In-Depth Analysis of Solana DEX: Who is Capturing Order Flow, and Who is Being Eliminated?
- Core Viewpoint: The Solana DEX landscape is diverging based on asset maturity.
- Key Factors:
- Active Market Making AMMs dominate high-liquidity, short-tail assets.
- Passive AMMs require vertical integration with launch platforms to survive.
- HumidiFi holds a 65% market share among active AMMs.
- Market Impact: The traditional standalone DEX model faces structural decline.

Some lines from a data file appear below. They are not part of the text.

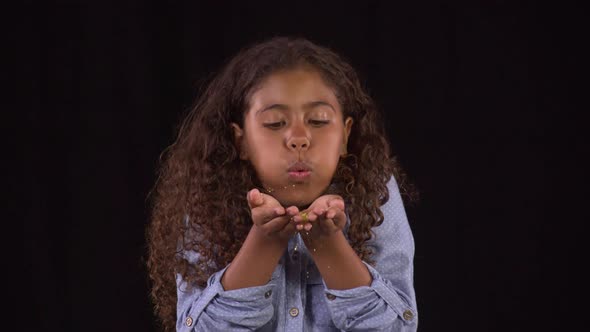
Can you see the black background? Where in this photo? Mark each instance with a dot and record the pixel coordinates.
(472, 94)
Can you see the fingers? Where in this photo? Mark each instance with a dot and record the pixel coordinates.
(282, 225)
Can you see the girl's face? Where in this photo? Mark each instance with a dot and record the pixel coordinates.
(294, 134)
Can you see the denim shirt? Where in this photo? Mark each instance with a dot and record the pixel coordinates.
(297, 299)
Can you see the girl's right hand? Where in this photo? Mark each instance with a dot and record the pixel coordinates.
(270, 216)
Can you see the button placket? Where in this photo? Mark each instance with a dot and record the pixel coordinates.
(294, 312)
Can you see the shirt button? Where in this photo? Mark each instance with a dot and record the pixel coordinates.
(408, 315)
(294, 312)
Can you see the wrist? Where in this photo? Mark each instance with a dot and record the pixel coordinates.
(263, 239)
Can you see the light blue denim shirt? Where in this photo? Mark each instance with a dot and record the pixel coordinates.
(297, 299)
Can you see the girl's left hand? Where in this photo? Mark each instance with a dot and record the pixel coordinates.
(325, 216)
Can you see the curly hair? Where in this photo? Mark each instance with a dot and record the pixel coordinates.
(202, 182)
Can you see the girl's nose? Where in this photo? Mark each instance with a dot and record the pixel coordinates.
(299, 143)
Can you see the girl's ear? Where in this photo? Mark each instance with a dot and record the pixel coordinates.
(239, 140)
(347, 128)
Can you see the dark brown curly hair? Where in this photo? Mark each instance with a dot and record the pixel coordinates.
(202, 183)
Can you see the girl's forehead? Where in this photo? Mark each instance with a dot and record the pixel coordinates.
(299, 85)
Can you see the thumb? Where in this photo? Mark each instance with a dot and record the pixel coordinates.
(255, 198)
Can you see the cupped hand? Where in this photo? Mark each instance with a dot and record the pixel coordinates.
(325, 217)
(270, 217)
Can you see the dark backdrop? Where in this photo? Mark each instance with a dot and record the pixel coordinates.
(469, 93)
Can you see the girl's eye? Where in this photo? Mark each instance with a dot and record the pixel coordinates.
(274, 125)
(318, 123)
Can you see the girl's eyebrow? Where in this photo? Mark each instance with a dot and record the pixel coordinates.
(283, 107)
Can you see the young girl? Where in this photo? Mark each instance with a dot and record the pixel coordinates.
(279, 208)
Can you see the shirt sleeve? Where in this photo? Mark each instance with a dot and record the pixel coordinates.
(214, 309)
(389, 303)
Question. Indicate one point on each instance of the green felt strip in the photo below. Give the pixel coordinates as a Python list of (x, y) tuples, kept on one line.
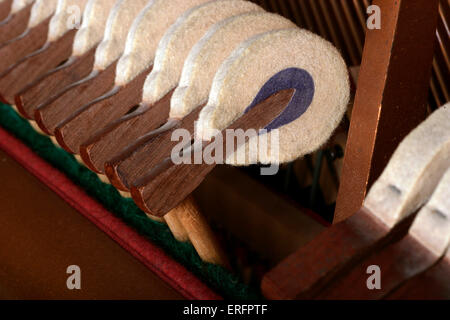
[(218, 278)]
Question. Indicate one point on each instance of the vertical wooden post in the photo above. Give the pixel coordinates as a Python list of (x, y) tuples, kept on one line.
[(391, 97)]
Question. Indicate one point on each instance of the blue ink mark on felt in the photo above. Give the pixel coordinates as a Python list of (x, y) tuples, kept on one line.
[(292, 78)]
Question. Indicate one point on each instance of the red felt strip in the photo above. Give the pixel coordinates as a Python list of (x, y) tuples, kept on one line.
[(150, 255)]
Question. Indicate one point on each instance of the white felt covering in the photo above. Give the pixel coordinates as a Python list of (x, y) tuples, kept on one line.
[(432, 224), (413, 171), (119, 23), (93, 25), (59, 23), (41, 10), (18, 5), (145, 34), (209, 53), (174, 47), (250, 66)]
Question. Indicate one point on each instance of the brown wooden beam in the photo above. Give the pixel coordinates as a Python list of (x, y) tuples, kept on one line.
[(391, 97)]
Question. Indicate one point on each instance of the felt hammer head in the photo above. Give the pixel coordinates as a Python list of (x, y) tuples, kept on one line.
[(413, 171), (18, 5), (41, 10), (271, 62), (93, 25), (145, 34), (209, 53), (119, 23), (179, 39), (59, 24)]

- Timeliness Note: Medium-term impact
Original Title: Solana DEX Winners: All About Order Flow
Original Author: Carlos Gonzalez Campo, Blockworks Research
Original Compilation: BitpushNews
Key Takeaways
- Solana DEX dominance will bifurcate by asset maturity: Active Market Making (AMM) AMMs will continue to dominate short-tail, high-liquidity markets, while passive AMMs will increasingly focus on long-tail assets and new token launches.

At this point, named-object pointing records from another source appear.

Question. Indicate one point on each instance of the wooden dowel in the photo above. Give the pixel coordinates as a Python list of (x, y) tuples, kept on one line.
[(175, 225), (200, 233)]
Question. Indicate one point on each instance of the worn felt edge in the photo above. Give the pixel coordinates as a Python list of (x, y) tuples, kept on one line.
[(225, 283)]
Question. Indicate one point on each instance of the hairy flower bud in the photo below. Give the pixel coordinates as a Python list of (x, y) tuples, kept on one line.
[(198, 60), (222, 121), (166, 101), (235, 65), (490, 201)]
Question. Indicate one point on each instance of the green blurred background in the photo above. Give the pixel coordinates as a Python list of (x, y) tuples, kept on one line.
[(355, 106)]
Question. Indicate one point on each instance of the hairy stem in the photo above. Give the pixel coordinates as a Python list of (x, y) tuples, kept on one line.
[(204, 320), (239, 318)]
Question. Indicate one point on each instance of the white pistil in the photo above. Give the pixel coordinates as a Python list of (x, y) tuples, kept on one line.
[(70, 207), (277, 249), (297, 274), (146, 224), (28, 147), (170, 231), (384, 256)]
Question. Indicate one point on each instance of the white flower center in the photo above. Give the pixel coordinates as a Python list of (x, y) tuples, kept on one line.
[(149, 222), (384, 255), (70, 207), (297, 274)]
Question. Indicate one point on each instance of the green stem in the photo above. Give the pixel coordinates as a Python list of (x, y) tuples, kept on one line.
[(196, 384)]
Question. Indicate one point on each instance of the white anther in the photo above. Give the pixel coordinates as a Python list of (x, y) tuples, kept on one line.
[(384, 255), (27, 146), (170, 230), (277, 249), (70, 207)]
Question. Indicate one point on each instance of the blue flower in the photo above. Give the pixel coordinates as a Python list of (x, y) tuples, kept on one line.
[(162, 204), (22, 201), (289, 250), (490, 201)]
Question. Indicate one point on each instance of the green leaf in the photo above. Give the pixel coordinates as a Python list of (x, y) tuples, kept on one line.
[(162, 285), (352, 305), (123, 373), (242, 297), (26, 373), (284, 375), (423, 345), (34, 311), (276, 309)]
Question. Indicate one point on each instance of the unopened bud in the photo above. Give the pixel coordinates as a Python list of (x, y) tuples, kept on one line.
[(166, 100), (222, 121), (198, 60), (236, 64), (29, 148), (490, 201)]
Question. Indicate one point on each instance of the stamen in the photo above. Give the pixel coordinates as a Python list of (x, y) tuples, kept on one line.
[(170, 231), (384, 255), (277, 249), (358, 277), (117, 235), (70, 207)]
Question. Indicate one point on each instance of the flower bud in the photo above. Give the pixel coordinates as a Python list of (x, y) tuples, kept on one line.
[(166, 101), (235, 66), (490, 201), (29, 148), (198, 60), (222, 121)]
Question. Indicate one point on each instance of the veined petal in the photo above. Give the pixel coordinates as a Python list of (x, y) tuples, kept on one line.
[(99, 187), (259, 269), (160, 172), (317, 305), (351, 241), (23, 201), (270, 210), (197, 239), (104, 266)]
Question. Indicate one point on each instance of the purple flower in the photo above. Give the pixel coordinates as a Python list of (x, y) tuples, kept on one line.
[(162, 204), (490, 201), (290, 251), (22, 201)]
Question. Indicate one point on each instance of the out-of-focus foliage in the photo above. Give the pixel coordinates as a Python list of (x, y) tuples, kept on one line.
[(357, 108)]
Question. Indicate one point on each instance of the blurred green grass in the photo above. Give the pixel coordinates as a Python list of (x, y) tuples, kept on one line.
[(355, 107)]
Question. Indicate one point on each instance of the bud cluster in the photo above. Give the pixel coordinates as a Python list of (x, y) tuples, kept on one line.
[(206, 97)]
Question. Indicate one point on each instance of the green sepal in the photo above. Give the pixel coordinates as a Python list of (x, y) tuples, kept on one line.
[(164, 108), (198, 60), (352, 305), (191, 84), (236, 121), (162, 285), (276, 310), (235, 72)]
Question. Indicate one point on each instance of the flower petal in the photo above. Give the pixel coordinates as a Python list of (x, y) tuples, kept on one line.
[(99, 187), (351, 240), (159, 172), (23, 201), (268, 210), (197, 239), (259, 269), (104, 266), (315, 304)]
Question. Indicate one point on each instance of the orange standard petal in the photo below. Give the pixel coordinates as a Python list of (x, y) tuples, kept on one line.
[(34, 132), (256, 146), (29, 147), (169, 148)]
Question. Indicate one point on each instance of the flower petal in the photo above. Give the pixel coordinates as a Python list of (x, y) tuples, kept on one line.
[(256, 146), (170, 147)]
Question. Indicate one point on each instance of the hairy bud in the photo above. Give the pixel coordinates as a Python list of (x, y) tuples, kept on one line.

- Winning strategies for the two AMM types diverge: Both can benefit from vertical integration, but in opposite directions. Passive AMMs are moving closer to users via token launch platforms (e.g., Pump-PumpSwap, MetaDAO-Futarchy AMM), while Active Market Making AMMs are extending downstream, focusing on transaction bundling services (e.g., HumidiFi-Nozomi).
- HumidiFi leads the Active Market Making AMM category, holding approximately 65% market share, with the majority of its volume concentrated in SOL-USDC and SOL-USDT pairs. Its oracle update instruction costs are best-in-class, demonstrating superior markout spread performance compared to peers like SolFi and Tessera, as well as passive AMMs.

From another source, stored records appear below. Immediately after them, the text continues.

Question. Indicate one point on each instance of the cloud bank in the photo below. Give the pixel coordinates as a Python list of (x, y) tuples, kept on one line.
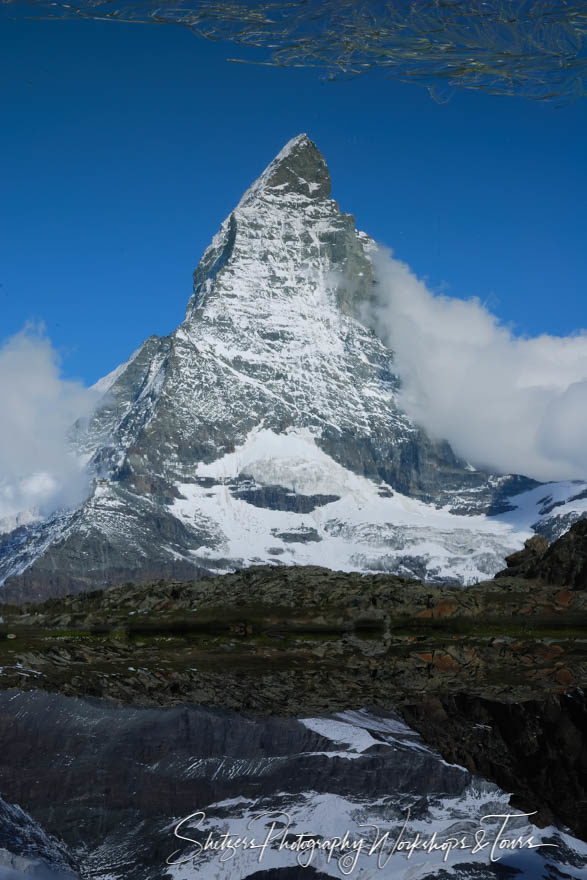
[(38, 471), (505, 403)]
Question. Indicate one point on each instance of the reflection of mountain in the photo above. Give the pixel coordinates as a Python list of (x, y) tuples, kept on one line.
[(126, 776), (266, 428), (26, 850)]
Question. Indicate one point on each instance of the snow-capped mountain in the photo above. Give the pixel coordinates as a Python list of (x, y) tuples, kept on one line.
[(266, 428)]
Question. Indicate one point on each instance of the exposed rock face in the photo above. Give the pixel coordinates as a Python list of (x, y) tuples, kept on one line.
[(537, 749), (293, 640), (564, 562), (270, 410), (26, 850), (125, 777)]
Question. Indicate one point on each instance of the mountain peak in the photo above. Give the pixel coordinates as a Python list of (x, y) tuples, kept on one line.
[(298, 169)]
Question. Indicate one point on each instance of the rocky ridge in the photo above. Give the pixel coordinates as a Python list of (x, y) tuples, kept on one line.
[(266, 429)]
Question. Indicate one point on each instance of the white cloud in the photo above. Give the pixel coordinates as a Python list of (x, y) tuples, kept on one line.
[(505, 403), (38, 472)]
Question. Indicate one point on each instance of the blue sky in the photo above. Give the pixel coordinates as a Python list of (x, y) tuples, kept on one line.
[(124, 147)]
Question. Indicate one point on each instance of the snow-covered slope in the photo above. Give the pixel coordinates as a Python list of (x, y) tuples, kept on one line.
[(266, 427)]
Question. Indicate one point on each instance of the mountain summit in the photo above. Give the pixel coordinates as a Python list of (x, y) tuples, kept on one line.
[(266, 427), (300, 168)]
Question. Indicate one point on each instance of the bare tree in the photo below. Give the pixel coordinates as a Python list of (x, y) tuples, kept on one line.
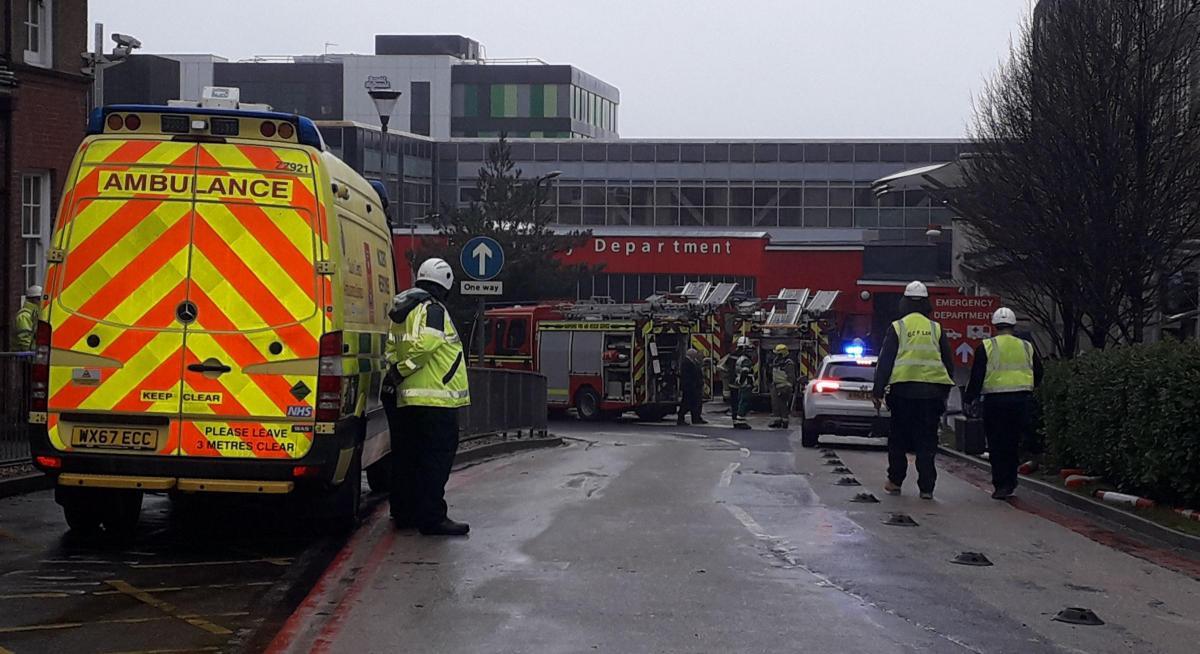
[(1085, 186)]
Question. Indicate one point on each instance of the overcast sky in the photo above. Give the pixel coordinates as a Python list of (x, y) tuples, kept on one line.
[(783, 69)]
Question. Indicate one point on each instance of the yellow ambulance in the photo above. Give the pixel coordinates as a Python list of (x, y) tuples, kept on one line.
[(215, 315)]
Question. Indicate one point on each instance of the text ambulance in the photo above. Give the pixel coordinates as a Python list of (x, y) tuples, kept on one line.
[(215, 315)]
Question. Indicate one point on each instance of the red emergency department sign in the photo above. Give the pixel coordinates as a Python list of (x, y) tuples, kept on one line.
[(966, 322)]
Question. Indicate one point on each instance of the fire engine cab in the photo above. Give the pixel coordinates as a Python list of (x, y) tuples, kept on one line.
[(600, 359)]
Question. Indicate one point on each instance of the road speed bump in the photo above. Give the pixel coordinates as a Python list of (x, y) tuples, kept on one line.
[(971, 558), (1075, 615)]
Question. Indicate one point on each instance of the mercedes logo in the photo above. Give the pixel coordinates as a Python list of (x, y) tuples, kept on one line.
[(186, 312)]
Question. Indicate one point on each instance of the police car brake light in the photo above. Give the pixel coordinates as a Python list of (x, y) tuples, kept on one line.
[(826, 385)]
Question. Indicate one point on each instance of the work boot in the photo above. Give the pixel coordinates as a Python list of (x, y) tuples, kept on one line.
[(447, 528)]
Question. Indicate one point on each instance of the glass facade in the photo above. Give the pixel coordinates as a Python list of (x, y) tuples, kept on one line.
[(531, 111), (751, 185), (382, 157), (636, 288)]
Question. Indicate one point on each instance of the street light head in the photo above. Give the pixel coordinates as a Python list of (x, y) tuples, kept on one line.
[(126, 42), (384, 100)]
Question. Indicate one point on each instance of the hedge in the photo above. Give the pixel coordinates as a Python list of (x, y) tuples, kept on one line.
[(1131, 414)]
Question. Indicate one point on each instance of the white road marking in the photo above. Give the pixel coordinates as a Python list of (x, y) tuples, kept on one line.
[(783, 550), (727, 475)]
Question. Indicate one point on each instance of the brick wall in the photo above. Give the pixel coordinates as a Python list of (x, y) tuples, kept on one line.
[(47, 121)]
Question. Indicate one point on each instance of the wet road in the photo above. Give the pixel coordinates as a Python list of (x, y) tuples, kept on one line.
[(665, 539), (220, 575)]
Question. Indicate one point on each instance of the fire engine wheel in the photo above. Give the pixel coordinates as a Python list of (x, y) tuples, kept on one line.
[(587, 405)]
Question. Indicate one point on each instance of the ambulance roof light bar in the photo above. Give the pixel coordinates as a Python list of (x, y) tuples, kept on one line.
[(306, 130), (221, 97)]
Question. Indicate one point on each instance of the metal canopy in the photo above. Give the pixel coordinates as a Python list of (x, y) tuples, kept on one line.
[(720, 294)]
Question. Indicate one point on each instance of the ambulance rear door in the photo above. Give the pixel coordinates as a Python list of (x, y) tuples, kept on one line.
[(258, 303), (118, 286)]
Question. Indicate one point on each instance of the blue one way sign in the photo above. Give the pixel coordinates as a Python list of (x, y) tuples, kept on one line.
[(481, 258)]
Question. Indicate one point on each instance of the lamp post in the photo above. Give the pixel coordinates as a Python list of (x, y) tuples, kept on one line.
[(385, 103)]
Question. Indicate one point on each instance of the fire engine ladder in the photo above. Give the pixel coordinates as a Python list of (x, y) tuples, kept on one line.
[(795, 300), (822, 303)]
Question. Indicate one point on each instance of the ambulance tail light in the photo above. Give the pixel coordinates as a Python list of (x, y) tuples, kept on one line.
[(40, 381), (329, 378), (826, 385)]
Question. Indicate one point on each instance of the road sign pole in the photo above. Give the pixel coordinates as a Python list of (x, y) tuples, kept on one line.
[(480, 330)]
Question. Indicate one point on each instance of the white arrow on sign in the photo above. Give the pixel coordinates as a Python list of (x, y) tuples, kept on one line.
[(964, 353), (481, 252)]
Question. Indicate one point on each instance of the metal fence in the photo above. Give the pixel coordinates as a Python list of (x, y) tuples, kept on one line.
[(504, 401), (13, 407)]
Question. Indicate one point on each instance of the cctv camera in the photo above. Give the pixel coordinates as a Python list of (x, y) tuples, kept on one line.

- The standalone passive AMM model is obsolete. Future "winner" passive AMMs will no longer be viewed as pure AMMs but will become vertically integrated token launch platforms with the AMM as a monetization layer—such as launchpads like Pump or ICO platforms like MetaDAO.
- DEXs that fit neither category face structural growth decline. Protocols that are neither Active Market Making AMMs nor vertically integrated launch platforms (most notably Raydium and Orca) are at a structural disadvantage and could be the losers in this trend.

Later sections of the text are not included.